1. The best 'PC' based BGP implementation is currently OpenBGPD (run on on OpenBSD) . No serious BGP engineer can afford to ignore it these days. Even has MPLS & VRF support.
2. Not sure which of the 3B's resources you are specifically discussing, but soft-reconfiguration would double some memory requirements for each peer, so that is unlikely to be feasible anyway.

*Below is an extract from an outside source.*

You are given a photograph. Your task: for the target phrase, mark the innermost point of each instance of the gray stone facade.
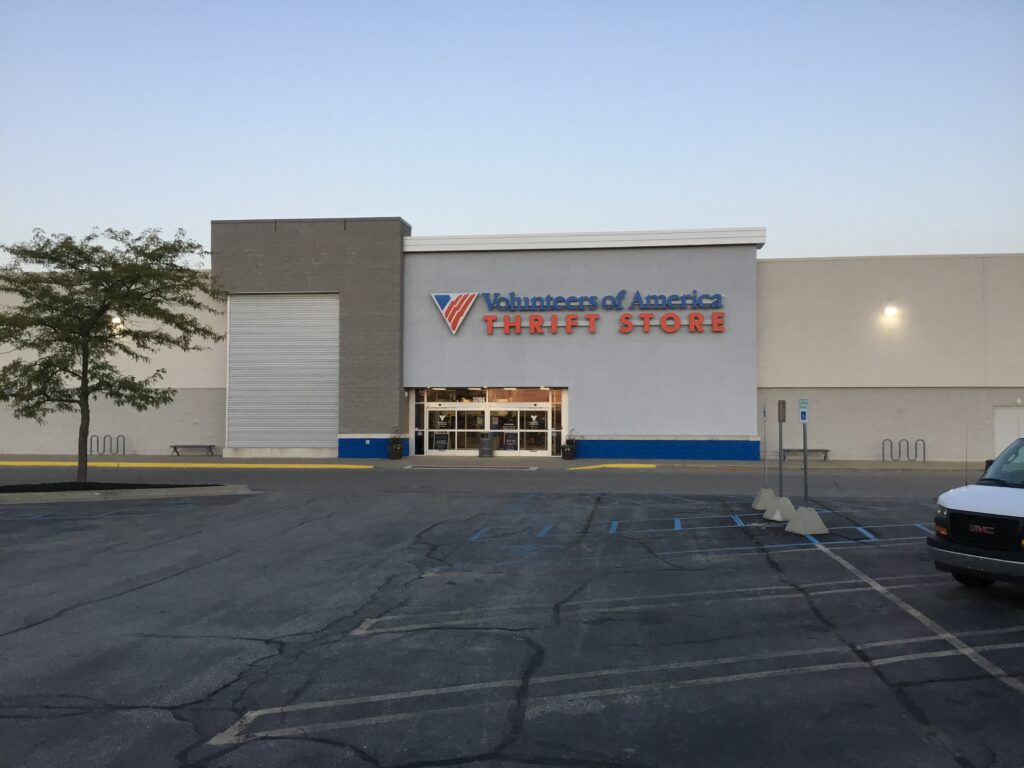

3. Standard tricks in this situation are to implement prefix length filtering e.g. drop > /24, if that still doesn't fit, then > /23 etc. Maybe throw in a static default to null, and then judiciously log non-RFC5735 packets that go there to see who's not aggregating.
4. In the end the 3B can't cut the mustard anymore. Especially if it's holding v6 tables as well. If you have traffic to justify the peerings, then you can presumably afford the 3CXL (or whatever). Otherwise see (1.) for alternative cheaper option..
Wrote about Virtual Aggregation two years ago (http://searchtelecom.techtarget.com/tip/Virtual-aggregation-Lifeline-for-exploding-Internet-routing-tables), that one solves the edge FIB problem by using large-scale core routers. Although the idea seemed interesting, not much has been done in the meantime.
SMALTA seems interesting and they claim they have a Quagga/Zebra implementation. Probably a lot of extra glue would be needed to get it running ...
ftp://ftp-eng.cisco.com/cons/isp/security/Ingress-Prefix-Filter-Templates/
Will drastically reduce the # of prefixes loaded onto the SUPs. Also take defaults along with the full tables from providers just to cover any small cases that don't adhere to RIR policies.